May 27 2015
Obesity may be tougher on male immune systems than females, a new study in mice at the University of Michigan Medical School suggests.
With the risk for obesity-associated diseases significantly higher for men than women, researchers compared how mice from each sex reacted to high-fat diets. They found that the difference may lie in the tendency of males to produce higher levels of white blood cells that encourage inflammation, which contributes to the negative health consequences of obesity such as insulin resistance and Type 2 diabetes.
The findings appear in this month's Journal of Biological Chemistry.
"Men and women have very different cardiovascular risk and diabetes risk, and male mice are most often studied because their risk for developing these diseases is higher," says lead author Kanakadurga Singer, M.D., assistant professor in pediatrics at U-M's C.S. Mott Children's Hospital.
"Since female obesity has been understudied in the animal models, we wanted to understand the root causes of differences between sexes," she continues. "We found that obesity did not trigger inflammation in female mice the way it did in males. While it has long been known that male and female immune systems are different, our research helps provide the foundation for future clinical studies exploring how these differences impact diseases such as diabetes. Further research can also hopefully explain differences we see clinically between men and women when it comes to obesity and disease risk."
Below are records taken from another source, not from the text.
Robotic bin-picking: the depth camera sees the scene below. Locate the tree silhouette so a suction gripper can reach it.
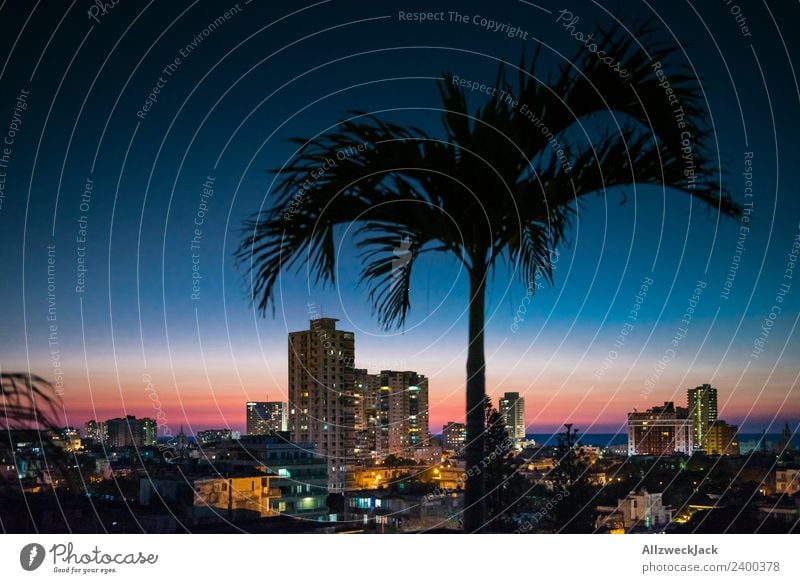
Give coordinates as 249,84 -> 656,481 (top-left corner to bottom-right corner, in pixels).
236,23 -> 740,532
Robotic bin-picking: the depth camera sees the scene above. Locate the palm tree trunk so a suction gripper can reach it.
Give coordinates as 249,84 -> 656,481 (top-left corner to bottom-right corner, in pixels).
464,265 -> 486,532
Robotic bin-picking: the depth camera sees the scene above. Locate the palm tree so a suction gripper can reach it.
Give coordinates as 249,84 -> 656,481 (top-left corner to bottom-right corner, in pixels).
236,24 -> 740,532
0,372 -> 61,433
Obesity is known to induce a chronic low-grade inflammation that has long been associated with diabetes and cardiovascular disease. The new study finds that in young reproductive-age female mice fed a high-fat diet while they became obese, the body produces only a mild inflammatory white blood cell response. In male mice, however, diet-induced obesity made more active inflammatory white blood cells and enhanced their progenitors. This in turn made the male mice more prone to higher blood glucose and insulin levels, measures of diabetes.
"It's important for us to understand differences in disease risk, symptoms, and responses to treatments between sexes," says senior author Carey N. Lumeng, M.D., Ph.D, associate professor in pediatrics and physiology at the Medical School and a pediatric pulmonologist at U-M's C.S. Mott Children's Hospital.
"Our research highlights the need to broaden clinical investigations and animal studies to include both males and females to better guide new interventions," Singer adds.